Because the rate at which AHEAD respondents dropped from the study in Waves 1–3 was nontrivial, we took two steps to account for and limit bias arising from sample attrition. First, we explored how the Wave 1 driving behavior and depressive symptoms of decedents and nonrespondents at Wave 2 differed from the respondents still in the sample at Wave 2. We found that 46.9%, 54.0%, and 35.1% of the respondents who died between Waves 1 and 2, required proxies at Wave 2, or refused a second interview, respectively, did not drive at Wave 1. By comparison, 26.1% of the analytic sample did not drive at Wave 1. We also found that the average number of depressive symptoms at Wave 1 for respondents who died between Waves 1 and 2, required proxies at Wave 2, or refused a second interview was 2.51, 2.18, and 1.88. The average number of depressive symptoms at Wave 1 for respondents in the analytic sample was 1.55. From these results we inferred that omitting the AHEAD respondents who died between Waves 1 and 2, required proxies at Wave 2, or refused a second interview would produce conservative estimates of the driving-depression relation. Second, because we had information about whether their driving behavior changed between Waves 1 and 2, we retained the respondents in the sample who had died, required proxies, or refused to participate in the study at Wave 3. We modeled these outcomes as competing risks to worsening depressive symptoms at Wave 3 so as to minimize systematic error resulting from further sample attrition.

Measures
Dependent variable.
Depressive symptoms were measured in the AHEAD study with an 8-item version of the original, 20-item Center for Epidemiologic Studies-Depression (CES-D) scale. The abbreviated CES-D scale was designed to reduce the length of survey interviews for elderly respondents while measuring the continuum of symptoms captured by the original scale (Kohout, Berkman, Evans, and Cornoni-Huntley 1993Citation). It has comparable reliability, validity, and dimensionality to the full version (Turvey, Wallace, and Herzog 1999Citation).

For these analyses we used a summary measure of respondents' answers to the abbreviated CES-D scale at Waves 2 and 3. All items were coded so as to indicate the presence of symptoms, ranging from 0 to 8; higher scores indicated worse affective functioning. We assessed change in depressive symptoms by subtracting the Wave 2 CES-D scores from the Wave 3 CES-D scores, with the change score theoretically ranging from -8 to +8. The average change in scores between Waves 2 and 3 was .49 (weighted mean), with 68.26% of respondents who provided information on their depressive symptoms at both waves changing by less than two symptoms (SD = ±1.76). As a result, we defined increases or decreases of at least 2 points in the CES-D score as true change. Also, after confirming that driving changes were unrelated to improvement in depressive symptoms (i.e., decrease in the CES-D score), in the final analyses we combined respondents who improved with those who did not change or changed by one symptom.

Competing risks to worsening depressive symptoms between the second and third waves were loss to follow-up and death. Loss to follow-up pertained to respondents who required proxies or refused to complete the third interview. Both were included as outcomes in our four-category dependent variable (also see the Participants section).

Driving patterns.
Each interview contained questions about respondents' driving status and modification of driving distances. Juxtaposition of respondents' answers across interviews yielded the following categories: (a) respondents who could drive at Waves 1 and 2, (b) respondents who never drove or stopped before Wave 1, and (c) respondents who stopped driving between Waves 1 and 2. This categorization is consistent with that used by Marottoli and associates 1997Citation in their analysis of driving and depressive symptoms among New Haven Established Populations for Epidemiologic Studies of the Elderly respondents. Among respondents who drove at Waves 1 and 2, there were the following groups: (a) respondents who drove unrestricted at Waves 1 and 2, (b) respondents who restricted their driving distances before Wave 1, and (c) respondents who restricted their driving distances between Waves 1 and 2. Few AHEAD respondents started driving between Waves 1 and 2 or increased their driving distances, so these respondents were grouped with those who drove and drove without restrictions at Waves 1 and 2.

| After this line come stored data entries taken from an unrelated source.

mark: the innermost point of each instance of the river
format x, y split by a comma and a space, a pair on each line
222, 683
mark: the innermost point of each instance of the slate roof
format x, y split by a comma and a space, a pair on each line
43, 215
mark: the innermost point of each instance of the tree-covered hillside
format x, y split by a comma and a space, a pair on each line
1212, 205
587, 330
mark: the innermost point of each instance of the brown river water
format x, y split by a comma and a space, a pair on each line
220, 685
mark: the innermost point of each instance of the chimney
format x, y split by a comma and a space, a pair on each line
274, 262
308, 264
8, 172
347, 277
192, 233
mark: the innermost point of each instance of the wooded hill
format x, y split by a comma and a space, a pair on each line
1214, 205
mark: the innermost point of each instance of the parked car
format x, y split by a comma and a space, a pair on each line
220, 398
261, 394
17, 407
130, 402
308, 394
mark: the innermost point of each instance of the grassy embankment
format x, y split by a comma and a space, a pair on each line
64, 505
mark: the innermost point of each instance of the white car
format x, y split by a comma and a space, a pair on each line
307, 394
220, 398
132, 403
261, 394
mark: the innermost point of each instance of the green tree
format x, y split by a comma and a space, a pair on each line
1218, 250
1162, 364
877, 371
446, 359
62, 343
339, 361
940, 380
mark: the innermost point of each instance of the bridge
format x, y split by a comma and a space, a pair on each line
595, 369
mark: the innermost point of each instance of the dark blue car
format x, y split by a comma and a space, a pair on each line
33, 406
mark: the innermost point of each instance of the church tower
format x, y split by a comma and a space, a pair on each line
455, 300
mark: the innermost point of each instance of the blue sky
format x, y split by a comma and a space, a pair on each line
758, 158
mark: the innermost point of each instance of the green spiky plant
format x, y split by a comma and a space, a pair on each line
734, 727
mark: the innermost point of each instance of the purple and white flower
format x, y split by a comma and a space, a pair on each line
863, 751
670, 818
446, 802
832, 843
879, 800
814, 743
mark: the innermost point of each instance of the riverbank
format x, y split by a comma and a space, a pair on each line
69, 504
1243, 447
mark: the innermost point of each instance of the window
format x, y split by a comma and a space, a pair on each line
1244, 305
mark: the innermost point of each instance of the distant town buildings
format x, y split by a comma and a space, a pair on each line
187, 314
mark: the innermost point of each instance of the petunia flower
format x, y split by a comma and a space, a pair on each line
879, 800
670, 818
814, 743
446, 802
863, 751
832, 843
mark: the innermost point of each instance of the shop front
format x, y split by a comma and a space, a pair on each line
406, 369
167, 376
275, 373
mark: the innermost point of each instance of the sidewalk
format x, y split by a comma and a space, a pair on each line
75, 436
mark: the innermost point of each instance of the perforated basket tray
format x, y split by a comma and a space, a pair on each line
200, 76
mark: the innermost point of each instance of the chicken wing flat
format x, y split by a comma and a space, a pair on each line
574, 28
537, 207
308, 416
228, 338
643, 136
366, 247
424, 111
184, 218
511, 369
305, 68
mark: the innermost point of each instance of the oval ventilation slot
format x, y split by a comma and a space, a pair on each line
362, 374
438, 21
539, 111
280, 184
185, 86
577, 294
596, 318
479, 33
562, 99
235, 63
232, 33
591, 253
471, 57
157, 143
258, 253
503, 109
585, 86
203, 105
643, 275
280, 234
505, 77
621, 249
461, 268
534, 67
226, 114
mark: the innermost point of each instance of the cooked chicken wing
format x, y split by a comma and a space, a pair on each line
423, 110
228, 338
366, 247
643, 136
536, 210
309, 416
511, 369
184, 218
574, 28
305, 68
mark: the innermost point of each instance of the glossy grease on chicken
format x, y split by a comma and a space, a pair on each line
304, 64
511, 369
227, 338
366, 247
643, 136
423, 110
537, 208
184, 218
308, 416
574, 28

Social-demographic controls.
The analyses controlled for several background characteristics: respondents' age, gender, race, educational attainment, and whether they lived in an urban area.

Controls for health and functioning at Wave 1.
The analyses also controlled for respondents' debilitating and life-threatening health conditions, physical limitations, and cognitive functioning at Wave 1. The indicator for debilitating health conditions measured the presence of high blood pressure, arthritis, incontinence, vision problems, and hearing problems (Fonda and Herzog 2001Citation; House, Lepkowski, and Williams 2000Citation). The indicator of life-threatening health conditions measured whether respondents had cancer, stroke, lung disease, cardiac disease, and diabetes (Fonda and Herzog 2001Citation; House et al. 2000Citation; Musick, Herzog, and House 1999Citation). The measure for physical limitations summed the number of strength and mobility tasks (i.e., walk several blocks, climb a flight of stairs, lift/carry over 10 lb, pull/push large objects, pick up a dime) with which respondents had difficulty (Wallace and Herzog 1995Citation). We measured cognitive functioning using a continuous indicator of respondents' total number of correct answers to tests assessing their orientation to the current date (e.g., day, month), ability to count backward from 20, word/name recognition, ability to subtract by 7 starting from 100 (Serial 7s), and ability to recall 10 common nouns immediately and then later in the interview (memory; Herzog and Wallace 1997Citation).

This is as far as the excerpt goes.